The new law would run counter to existing Florida law, which stipulates clearly that if a teen is pregnant and is able to establish for the court that it would be harmful for her to inform her parents of her pregnancy, she can gain a judicial bypass absolving her of the mandatory notification of her parents or guardians before she can terminate a pregnancy. H.B. 1411, however, runs in direct opposition to the law already on the books, requiring without exception that anyone who provides a minor counsel about termination also inform the minor’s parents.

Rabbi Gayle Pomerantz has been a rabbi at Temple Beth Sholom in Miami Beach since 1994; her colleague, Rabbi Gary A. Glickstein, is one of the plaintiffs in the ACLU suit.

“There is precedent in Jewish law that the mother’s life takes precedence over the fetus,” Pomerantz tells Yahoo Beauty. “We feel that we are able to counsel people in situations where the mother’s life is endangered, whether that be to her mental or physical health. She has the foundation of her faith behind her in making that difficult choice.”

As such, Pomerantz adds that H.B. 1411’s requirement for those who provide counseling about termination of a pregnancy “infringes on the sacred relationship between clergy and congregant, and could restructure the way we could counsel somebody.” She explains that this would particularly influence the requirement that they notify a parent whose minor child is seeking them out for counsel, “even in cases where we knew that a parent might be abusing a child or might potentially harm a child if they had this knowledge.”

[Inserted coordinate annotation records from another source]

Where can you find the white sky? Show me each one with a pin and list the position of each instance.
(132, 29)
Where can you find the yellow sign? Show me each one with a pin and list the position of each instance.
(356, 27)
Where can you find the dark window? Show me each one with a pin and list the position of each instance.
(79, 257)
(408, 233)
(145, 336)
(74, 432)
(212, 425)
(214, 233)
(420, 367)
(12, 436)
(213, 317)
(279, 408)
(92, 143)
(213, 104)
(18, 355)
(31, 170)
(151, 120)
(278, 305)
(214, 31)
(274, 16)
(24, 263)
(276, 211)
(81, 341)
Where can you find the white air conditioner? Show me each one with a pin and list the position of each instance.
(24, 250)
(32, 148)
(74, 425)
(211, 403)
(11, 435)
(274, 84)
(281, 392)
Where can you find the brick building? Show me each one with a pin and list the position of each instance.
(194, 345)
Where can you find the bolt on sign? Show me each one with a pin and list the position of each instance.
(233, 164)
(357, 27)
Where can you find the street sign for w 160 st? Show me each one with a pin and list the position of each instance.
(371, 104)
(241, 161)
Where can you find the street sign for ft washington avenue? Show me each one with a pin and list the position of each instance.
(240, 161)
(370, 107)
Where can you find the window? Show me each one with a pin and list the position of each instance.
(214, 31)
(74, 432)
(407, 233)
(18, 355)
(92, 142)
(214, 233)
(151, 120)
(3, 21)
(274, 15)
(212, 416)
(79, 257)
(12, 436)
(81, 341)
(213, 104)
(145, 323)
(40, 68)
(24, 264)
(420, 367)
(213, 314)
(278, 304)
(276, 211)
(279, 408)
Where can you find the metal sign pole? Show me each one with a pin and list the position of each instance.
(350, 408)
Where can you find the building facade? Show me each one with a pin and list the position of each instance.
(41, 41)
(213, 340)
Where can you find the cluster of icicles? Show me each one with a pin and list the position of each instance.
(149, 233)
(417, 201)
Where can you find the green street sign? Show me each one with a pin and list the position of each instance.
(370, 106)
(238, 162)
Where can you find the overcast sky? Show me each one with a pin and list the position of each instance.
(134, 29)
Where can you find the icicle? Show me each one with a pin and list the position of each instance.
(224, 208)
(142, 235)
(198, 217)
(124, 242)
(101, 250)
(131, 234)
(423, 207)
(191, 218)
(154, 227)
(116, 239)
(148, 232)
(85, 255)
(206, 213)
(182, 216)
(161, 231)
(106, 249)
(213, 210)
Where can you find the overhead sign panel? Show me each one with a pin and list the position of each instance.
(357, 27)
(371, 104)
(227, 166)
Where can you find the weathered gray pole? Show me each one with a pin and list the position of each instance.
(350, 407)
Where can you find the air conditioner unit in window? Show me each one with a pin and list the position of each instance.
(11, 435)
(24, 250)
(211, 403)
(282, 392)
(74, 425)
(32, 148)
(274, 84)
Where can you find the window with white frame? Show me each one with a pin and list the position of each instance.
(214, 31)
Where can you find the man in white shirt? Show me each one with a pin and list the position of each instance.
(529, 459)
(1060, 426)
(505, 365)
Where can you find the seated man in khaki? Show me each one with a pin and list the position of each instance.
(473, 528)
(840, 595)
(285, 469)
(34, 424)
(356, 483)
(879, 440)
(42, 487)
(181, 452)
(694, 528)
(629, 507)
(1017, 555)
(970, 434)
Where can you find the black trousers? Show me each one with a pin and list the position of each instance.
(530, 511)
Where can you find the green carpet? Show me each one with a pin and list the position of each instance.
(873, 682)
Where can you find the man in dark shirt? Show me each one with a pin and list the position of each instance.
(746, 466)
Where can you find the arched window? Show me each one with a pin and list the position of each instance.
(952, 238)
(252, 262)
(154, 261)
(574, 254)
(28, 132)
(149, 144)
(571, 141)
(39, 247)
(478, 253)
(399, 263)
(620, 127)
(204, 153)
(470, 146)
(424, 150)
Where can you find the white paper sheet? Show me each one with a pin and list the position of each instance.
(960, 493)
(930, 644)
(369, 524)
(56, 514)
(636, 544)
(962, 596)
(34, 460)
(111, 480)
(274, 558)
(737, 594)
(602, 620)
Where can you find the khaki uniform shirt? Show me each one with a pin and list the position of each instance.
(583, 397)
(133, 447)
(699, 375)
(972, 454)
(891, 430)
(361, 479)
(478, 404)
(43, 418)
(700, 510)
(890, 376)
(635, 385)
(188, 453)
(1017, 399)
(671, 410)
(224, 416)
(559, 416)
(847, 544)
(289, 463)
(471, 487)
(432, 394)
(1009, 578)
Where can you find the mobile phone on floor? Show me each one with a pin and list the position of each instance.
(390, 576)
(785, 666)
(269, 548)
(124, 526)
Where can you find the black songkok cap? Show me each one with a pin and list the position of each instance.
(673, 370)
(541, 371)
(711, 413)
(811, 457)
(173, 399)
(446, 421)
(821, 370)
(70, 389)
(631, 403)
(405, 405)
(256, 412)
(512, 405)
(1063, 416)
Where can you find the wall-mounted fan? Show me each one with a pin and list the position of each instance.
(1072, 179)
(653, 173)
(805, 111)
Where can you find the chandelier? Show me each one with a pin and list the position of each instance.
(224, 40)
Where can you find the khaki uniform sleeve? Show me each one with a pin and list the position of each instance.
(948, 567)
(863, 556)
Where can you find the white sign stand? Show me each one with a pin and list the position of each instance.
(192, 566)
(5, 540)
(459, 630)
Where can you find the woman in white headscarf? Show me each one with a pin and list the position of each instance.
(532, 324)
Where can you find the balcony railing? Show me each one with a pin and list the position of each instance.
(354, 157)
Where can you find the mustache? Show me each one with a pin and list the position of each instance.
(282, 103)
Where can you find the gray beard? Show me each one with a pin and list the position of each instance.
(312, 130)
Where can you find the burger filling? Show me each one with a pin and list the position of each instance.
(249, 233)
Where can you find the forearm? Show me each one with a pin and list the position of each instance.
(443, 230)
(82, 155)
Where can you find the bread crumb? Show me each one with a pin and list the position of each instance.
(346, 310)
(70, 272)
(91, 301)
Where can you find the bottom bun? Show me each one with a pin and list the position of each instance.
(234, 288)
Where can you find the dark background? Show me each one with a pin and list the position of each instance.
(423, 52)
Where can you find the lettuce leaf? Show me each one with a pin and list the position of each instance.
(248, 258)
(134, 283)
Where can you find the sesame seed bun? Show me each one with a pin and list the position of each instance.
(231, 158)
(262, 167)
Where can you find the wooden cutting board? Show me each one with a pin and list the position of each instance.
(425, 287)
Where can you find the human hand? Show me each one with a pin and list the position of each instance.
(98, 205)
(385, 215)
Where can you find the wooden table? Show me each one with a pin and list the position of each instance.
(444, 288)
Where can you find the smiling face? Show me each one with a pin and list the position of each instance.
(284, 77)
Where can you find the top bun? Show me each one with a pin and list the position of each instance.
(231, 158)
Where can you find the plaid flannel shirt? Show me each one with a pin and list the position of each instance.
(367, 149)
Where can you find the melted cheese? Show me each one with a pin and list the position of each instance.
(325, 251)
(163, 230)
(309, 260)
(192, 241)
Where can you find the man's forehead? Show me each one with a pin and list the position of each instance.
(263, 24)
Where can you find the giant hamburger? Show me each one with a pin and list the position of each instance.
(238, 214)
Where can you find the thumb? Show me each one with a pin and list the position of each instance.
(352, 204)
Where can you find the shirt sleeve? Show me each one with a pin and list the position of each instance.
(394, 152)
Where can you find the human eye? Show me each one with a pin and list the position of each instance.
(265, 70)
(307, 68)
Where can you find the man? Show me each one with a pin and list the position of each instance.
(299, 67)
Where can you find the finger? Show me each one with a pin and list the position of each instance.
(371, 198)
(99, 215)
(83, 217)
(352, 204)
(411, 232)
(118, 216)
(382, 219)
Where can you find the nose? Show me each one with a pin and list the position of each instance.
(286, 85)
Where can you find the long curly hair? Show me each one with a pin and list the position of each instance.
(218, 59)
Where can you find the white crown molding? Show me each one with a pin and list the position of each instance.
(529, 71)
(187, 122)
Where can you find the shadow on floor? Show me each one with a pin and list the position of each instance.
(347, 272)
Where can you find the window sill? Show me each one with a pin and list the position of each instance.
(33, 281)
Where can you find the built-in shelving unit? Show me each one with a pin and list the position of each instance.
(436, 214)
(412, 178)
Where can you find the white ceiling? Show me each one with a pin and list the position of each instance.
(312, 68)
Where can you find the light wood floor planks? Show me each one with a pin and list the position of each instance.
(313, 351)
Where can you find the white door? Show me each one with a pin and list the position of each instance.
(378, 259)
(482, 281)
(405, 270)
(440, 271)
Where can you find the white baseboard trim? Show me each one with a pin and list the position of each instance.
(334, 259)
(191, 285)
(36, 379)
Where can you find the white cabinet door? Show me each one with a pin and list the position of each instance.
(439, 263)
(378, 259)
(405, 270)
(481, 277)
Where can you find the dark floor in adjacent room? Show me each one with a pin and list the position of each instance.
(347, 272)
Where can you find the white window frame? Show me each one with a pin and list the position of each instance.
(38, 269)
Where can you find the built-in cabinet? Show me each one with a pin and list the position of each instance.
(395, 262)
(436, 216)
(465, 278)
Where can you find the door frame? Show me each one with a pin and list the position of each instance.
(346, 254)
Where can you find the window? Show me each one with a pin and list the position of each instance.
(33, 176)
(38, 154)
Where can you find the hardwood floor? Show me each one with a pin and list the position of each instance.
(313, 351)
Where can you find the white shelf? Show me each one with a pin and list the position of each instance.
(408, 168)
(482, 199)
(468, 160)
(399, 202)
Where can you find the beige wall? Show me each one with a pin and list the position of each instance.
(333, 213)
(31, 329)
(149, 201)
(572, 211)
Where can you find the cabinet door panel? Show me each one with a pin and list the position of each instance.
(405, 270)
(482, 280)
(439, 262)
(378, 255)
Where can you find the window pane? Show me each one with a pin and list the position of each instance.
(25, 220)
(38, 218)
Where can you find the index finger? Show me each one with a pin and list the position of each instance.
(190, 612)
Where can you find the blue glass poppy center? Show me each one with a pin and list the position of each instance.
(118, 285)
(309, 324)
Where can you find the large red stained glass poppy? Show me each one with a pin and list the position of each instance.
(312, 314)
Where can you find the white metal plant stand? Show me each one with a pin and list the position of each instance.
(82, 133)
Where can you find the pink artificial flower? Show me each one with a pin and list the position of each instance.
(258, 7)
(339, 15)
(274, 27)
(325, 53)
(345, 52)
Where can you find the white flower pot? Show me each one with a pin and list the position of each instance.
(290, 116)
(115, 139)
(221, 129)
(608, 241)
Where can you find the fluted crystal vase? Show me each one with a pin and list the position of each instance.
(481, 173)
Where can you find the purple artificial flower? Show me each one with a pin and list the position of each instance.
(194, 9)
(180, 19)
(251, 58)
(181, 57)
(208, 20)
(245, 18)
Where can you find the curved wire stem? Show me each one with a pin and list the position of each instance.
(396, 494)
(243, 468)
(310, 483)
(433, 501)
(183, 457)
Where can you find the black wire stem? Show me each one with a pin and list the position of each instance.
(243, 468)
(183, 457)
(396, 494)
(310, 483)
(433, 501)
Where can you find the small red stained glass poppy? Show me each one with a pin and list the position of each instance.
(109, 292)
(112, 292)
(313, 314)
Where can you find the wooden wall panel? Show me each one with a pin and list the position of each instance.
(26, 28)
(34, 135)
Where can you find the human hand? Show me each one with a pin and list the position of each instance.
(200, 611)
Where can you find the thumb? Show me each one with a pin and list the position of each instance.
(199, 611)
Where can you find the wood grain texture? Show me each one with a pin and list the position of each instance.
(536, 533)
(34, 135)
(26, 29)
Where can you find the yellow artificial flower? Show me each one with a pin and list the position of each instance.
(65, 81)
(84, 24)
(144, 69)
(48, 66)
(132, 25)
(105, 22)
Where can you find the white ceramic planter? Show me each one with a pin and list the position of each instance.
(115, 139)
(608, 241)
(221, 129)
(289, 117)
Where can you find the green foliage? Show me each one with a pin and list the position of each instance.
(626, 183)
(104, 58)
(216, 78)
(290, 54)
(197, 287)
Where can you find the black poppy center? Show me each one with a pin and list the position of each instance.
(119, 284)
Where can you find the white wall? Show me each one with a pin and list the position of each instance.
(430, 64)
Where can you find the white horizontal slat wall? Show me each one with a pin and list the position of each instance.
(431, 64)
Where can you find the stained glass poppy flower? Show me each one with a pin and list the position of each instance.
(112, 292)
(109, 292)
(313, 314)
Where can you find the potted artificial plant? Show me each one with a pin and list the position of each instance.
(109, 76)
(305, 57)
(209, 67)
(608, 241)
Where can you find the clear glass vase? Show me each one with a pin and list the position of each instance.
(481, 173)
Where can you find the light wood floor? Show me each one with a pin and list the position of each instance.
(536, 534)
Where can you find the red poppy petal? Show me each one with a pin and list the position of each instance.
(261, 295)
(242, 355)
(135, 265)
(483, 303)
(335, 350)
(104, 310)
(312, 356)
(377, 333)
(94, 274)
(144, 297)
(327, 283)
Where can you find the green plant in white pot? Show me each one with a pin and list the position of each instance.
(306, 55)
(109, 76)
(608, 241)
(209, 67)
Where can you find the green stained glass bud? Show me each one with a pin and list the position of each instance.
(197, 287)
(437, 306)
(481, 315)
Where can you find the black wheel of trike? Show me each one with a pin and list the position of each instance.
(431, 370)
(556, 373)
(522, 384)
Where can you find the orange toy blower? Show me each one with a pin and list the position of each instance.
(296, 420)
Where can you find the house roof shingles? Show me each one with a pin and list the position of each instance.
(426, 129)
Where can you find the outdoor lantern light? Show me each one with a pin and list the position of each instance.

Pomerantz says that she is concerned that the component of H.B. 1411 being challenged in the ACLU suit, “puts the synagogue or church in a very compromising situation. If we have to advertise that we are counselors on this kind of issue, it puts us at risk for further hate crimes that it feels like the whole country is feeling more vulnerable to right now. And for us to be providers of medical information that we have little to no knowledge of — it really compromises our ability to act as the kinds of advisers and spiritual counselors we are meant to be. Someone is not coming to their rabbi or priest for medical information. They are coming to us because they are seeking counsel for a spiritual issue they have to face. It’s unreasonable that a clergy person would advise someone about a medical procedure versus a spiritual decision. … We really view the sacred space in which we meet people as just that — sacred and intimate. There is not a place for us to be pressured into disseminating information that is not a part of what we have been trained to do.” Pomerantz added that this “would corrupt the relationship between a congregant and their rabbi, diluting the sense of confidentiality and trust that exist between a rabbi and their congregants.”

Says Pomerantz, “As a person of faith, I really see this very difficult decision [about terminating a pregnancy] as a decision between a person, possibly her partner, and with God — the state doesn’t have a place in making this decision. I feel that women’s rights are being chipped away at. It is very frightening. It’s often the more right-wing, faith-based faith leaders whose voices are heard. I think it’s really important that progressive voices are also heard, and that we don’t allow the far-right leaders to co-opt the conversation. We also have a voice — and we will also make it heard.”